Since unveiling its ultra lightweight Sprite Lite spin-off range, the original Sprite family has come of age.
Traditionally associated with family caravanners, Sprite’s new line-up still features family-friendly layouts, but they are more luxurious and feature Swift’s new bodyshell complete with nicely curvy full-height front panel.
The higher spec Sprites command correspondingly higher price tags than their predecessors but, given that the new Musketeer TD shares an identical layout with the significantly cheaper Sprite Lite 5, does all the extra spec really justify a £1700 price premium?
The shower room is surprisingly spacious, but the generous shower tray is separated from the Thetford C-250 swivel loo only by a curtain. There’s a plastic corner sink unit with storage below and a large vertical mirror above. Unlike the more basic Sprite Lite 5 of the same layout, hot air is ducted in here which will keep it warmer early and late season and help dry damp towels or clothing hung in here.
Natural light is provided by an opening roof light. There’s a ceiling light over the basin and a shelf for oddments storage over the loo.
It’s a more practical little room than the shower-less and spartan Sprite Lite can offer and the Musketeer feels a more complete family tourer because of it. Plus, having a shower means you can use sites with limited facilities.
Parents will most likely make use of the transverse front double which is easily made up, with children in the rear dining area which converts into a reasonably proportioned double with a bunk above. But the beauty of this layout is that there are options; parents can take the rear double, with children at the front.
With a realistic payload of 185kg, the Musketeer should accommodate most of the clutter that comes with modern family life. There are 10 eye-level lockers located around the caravan. There’s a large locker over the dresser and some oddments storage over the heater, but kitchen storage under the worktop is restricted to a narrow cutlery drawer and cupboard, plus pan storage under the oven.
There’s abundant under-seat storage in both the rear and front areas, plus a double doored wardrobe between the kitchen and shower room but, unusually, no front central chest of drawers.

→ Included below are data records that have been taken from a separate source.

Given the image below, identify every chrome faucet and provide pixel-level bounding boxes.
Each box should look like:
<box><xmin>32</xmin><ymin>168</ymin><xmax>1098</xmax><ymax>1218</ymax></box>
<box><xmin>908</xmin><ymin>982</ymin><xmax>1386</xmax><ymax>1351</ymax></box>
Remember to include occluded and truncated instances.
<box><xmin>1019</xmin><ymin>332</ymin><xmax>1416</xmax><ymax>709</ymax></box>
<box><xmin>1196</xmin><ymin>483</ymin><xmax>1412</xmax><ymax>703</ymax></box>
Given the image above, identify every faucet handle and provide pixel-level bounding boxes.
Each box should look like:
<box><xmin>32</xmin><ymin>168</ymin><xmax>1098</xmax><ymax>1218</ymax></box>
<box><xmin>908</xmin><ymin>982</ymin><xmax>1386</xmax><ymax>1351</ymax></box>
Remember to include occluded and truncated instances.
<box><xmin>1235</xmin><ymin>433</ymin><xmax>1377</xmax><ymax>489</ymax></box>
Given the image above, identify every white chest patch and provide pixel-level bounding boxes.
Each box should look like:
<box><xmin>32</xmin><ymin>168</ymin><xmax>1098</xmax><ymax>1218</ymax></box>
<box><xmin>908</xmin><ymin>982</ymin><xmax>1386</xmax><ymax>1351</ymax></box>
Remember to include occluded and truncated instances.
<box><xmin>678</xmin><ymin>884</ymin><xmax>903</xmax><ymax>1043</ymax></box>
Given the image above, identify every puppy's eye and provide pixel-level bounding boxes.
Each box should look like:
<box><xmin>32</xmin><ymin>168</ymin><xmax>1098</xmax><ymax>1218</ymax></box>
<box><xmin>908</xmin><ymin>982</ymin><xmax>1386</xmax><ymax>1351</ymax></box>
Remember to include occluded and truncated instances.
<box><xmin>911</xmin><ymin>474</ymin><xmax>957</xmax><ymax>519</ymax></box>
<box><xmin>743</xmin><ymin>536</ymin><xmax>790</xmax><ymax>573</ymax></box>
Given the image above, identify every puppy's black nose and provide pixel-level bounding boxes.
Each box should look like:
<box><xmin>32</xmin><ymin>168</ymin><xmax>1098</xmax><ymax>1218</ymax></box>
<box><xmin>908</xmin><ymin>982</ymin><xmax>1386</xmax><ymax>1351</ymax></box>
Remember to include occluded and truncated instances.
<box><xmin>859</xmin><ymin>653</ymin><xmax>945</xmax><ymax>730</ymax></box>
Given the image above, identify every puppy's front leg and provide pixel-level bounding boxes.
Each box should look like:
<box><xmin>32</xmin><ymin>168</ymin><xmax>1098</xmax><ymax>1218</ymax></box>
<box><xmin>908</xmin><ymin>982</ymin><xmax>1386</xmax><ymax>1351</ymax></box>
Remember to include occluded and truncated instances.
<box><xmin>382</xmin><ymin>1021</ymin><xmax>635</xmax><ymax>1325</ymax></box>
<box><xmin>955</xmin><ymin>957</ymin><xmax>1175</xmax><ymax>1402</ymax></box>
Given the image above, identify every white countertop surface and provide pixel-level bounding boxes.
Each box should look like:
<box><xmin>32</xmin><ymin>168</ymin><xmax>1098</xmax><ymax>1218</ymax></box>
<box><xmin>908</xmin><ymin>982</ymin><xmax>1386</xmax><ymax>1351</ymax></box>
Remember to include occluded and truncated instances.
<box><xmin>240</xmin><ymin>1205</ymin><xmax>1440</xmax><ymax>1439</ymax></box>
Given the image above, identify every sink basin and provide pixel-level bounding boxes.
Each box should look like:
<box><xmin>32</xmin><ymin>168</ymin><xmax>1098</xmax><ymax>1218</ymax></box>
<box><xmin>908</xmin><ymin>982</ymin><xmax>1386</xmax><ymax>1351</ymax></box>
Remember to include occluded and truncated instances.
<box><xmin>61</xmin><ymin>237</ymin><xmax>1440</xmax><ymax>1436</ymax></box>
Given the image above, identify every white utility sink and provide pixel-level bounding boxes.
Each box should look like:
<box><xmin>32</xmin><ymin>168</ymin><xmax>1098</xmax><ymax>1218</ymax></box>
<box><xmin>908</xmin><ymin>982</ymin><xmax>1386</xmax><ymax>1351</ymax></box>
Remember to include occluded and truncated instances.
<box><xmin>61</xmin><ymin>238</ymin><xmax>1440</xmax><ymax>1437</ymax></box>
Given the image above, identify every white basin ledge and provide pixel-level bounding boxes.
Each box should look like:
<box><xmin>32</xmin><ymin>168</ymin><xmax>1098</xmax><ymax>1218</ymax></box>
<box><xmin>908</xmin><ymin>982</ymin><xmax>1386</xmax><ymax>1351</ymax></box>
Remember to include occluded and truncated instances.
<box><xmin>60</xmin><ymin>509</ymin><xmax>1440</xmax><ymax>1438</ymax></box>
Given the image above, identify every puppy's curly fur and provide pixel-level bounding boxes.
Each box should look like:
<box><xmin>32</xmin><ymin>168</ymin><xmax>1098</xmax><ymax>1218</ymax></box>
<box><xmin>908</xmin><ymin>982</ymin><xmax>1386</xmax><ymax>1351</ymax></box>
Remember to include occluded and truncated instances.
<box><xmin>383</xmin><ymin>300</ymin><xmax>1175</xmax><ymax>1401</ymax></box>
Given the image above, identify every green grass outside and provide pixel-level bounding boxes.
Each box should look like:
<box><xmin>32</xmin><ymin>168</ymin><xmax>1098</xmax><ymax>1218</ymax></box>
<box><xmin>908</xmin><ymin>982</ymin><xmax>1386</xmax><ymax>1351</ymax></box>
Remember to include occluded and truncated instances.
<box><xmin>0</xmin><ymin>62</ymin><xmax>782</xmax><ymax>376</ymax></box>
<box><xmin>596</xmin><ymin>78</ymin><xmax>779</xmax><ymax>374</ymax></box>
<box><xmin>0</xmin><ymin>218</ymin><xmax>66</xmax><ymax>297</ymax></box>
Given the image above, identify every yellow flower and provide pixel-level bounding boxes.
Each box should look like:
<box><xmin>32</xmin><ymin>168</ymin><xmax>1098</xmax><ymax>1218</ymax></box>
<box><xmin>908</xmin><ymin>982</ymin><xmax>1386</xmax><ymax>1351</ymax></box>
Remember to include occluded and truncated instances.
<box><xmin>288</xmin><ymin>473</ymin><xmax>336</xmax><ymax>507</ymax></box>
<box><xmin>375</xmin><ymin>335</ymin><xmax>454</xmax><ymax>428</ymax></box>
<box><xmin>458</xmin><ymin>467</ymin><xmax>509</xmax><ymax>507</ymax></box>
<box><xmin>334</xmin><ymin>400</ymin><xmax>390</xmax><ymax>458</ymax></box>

Such a flexible layout offers multiple dining options, meaning parents and children can dine together or separately and at different times. The lounge will seat four around the large standalone table, making family meals easy, but there’s only a lightweight, flip-up occasional table rather than the traditional central chest of drawers and it doesn’t look particularly child proof. Up to three children can dine at the rear table. This flexibility really comes into its own in the morning, where early rising kids can have their breakfast at the back while at least one parent can still enjoy a well-deserved lie-in up front.
Separate areas for parents and kids is highly prized in family caravans and the Musketeer delivers this within a very compact package.
The TD’s open-plan layout makes it feel much roomier than many of its rivals, which extends the period of grace before the onset of cabin fever, and the central position of the TV table means it can be viewed from either the lounge or dining area.
While mum and dad put their feet up in the front lounge, the children can be playing in the dining area. It doesn’t always work quite like this all the time, but given their own dedicated area, kids are usually happy to occupy it and give mum and dad a bit of breathing space.
The kitchen is pretty standard, with a three-burner hob, 107-litre fridge, separate grill and oven, but no microwave. There is a limited amount of worktop space and the storage is similarly restricted. The three cabinets above the hob offer sufficient space for cereals and kids’ convenience foods and there’s a plate rack in one of them. The fridge has a reasonable 107 litres of space and the freezer compartment is big enough for ice lollies – essential equipment for kids in summer.
With a MTPLM of 1264kg, even using the entire 185kg payload, the Musketeer TD can comfortably be towed by mid-sized cars. Predictably, behind our Kia Sorento the TD behaved impeccably on tis tow test with Val Chapman; it was the easy test tow we had expected. The hitch head stabiliser helps maintain good road manners and stability, particularly in strong crosswinds.